Öncelikle krizle birlikte işsizliğin dünyada nasıl bir seyir izlediğini ele alalım. Dünya Çalışma Örgütü (ILO)’nün istatistiklerine göre 2009’da işsizlik, gelişmiş ülkelerde %40’ın üzerinde bir artış gösterirken; OECD ülkelerinin yanı sıra Avro Bölgesi’nde %10 civarına ulaştı. Bu, 57 milyon insana tekabül ediyor. ABD’de Ekim ayında %10’ları aşan işsizlik, 2009’u %9,3 ile tamamladı. Avrupa ekonomisinin amiral gemileri olan Almanya ve Fransa’da işsizlik sırasıyla %7 ve %10 olurken, İngiltere’de ise %8’e ulaştı. Genç nüfustaki işsizlik sorunu çok daha ciddi; birçok ülkede oranlar %20’lerin üzerine çıkıyor. Dünya ekonomik çıktısının yarıdan fazlasını üreten gelişmiş ülkeler için tarihî rekorlar olan bu oranlar, küresel sistemin ne kadar içinden çıkılması güç bir tıkanıklık yaşadığının da en önemli göstergesi. Zaten %5-10 aralığında bir işsizlik oranına alışmış gelişmekte olan piyasalarda ise işsizlikteki değişim diğerleri kadar yüksek olmasa da, krizle birlikte sorun daha üst düzeylere taşınmış durumda.
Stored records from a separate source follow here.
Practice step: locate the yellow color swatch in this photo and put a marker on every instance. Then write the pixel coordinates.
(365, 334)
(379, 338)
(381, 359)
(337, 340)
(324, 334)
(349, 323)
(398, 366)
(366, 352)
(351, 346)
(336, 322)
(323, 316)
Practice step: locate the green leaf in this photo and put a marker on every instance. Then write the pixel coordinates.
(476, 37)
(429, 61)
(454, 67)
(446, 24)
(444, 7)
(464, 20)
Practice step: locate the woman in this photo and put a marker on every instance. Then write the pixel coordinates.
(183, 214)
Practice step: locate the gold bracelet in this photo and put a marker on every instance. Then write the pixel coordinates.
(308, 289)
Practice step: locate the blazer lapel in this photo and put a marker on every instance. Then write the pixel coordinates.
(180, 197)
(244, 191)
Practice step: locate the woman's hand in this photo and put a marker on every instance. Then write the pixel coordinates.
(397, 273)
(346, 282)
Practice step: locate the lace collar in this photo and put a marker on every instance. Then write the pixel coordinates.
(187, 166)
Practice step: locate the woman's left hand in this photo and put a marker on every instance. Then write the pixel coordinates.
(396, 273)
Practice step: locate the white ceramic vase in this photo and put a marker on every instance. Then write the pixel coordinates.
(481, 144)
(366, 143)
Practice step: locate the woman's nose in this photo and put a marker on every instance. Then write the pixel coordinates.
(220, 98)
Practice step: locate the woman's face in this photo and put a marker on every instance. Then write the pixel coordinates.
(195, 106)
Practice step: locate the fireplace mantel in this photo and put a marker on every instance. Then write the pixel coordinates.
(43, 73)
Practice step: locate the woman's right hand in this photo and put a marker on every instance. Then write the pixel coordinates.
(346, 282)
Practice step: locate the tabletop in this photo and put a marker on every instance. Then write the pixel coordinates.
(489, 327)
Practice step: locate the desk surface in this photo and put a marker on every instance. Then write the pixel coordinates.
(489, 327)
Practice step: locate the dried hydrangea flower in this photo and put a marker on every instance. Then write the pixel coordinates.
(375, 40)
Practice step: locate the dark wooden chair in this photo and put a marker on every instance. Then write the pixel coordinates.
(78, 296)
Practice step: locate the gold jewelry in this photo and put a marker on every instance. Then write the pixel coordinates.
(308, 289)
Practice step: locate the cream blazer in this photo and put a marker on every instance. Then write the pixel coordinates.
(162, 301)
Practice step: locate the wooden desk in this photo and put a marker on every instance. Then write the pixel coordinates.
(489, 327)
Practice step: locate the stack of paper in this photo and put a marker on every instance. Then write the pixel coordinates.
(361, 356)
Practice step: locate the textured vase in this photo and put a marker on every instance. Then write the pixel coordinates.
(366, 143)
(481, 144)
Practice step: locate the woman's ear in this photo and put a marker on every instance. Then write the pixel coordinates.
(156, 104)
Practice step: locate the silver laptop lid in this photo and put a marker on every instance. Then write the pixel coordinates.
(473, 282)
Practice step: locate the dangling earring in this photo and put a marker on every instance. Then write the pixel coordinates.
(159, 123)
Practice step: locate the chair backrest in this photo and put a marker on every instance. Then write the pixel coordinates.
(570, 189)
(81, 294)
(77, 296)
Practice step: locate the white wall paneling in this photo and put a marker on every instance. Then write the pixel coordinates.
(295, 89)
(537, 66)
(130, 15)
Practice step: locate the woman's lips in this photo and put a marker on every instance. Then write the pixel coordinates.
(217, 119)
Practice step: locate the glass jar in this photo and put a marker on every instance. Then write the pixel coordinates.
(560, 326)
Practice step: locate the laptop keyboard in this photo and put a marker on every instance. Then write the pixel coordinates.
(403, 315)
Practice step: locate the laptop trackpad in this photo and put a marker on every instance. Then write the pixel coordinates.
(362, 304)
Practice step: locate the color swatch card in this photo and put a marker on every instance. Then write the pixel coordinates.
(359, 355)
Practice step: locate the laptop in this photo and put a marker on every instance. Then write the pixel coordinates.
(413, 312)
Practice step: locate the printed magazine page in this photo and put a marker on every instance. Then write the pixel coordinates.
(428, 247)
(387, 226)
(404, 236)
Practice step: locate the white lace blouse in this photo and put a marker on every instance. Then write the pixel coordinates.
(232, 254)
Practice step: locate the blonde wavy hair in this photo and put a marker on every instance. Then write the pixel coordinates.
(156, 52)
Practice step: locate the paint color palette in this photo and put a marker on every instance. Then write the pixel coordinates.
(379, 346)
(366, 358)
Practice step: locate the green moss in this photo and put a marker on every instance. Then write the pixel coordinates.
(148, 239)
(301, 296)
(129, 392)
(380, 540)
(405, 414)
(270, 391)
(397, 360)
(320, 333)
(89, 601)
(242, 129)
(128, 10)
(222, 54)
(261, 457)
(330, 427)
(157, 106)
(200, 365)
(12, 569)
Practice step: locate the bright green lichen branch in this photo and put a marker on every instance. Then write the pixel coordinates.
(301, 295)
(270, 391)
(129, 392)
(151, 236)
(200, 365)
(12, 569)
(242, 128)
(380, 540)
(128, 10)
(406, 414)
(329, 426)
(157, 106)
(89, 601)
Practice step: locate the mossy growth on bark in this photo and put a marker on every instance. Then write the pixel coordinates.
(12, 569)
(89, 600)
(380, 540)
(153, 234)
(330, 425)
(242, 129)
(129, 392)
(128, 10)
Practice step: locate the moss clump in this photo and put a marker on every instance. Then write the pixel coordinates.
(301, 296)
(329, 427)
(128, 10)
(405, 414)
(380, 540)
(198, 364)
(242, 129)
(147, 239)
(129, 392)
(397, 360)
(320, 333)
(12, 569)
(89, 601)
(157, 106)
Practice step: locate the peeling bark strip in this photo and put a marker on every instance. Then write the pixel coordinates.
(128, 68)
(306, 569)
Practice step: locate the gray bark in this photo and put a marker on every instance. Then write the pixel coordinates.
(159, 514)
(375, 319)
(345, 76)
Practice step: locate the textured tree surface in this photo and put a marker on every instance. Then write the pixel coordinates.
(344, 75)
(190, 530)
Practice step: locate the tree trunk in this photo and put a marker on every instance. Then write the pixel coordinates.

ILO verilerine dayanılarak yapılan basit bir eğilim analizi, işsizlik rakamlarının krizden arındırılarak okunabilmesi adına önemli ipuçları veriyor. Buna göre krizle birlikte, gelişmiş ve gelişmekte olan 15 ülkede işsizlik oranları ortalama 2-3 puan, ABD’de ise 4 puan artmış durumda. Bu rakamlara dayanarak, krizin atlatılmasının ardından Türkiye’de işsizliğin yeniden %10-11 aralığına ineceğini söylemek mümkün. Türkiye özelinde asıl mesele, işsizliğin, neden %14-15’lere tırmandığından ziyade kriz şartları ortadan kalksa dahi neden bu kadar yüksek olduğudur. Bunun sebeplerini, 2002 sonrasında gerçekleştirilen kamu ekonomi yönetimi uygulamalarında ve özel sektörün iktisadi zihin yapısındaki dönüşümde aramak gerekir.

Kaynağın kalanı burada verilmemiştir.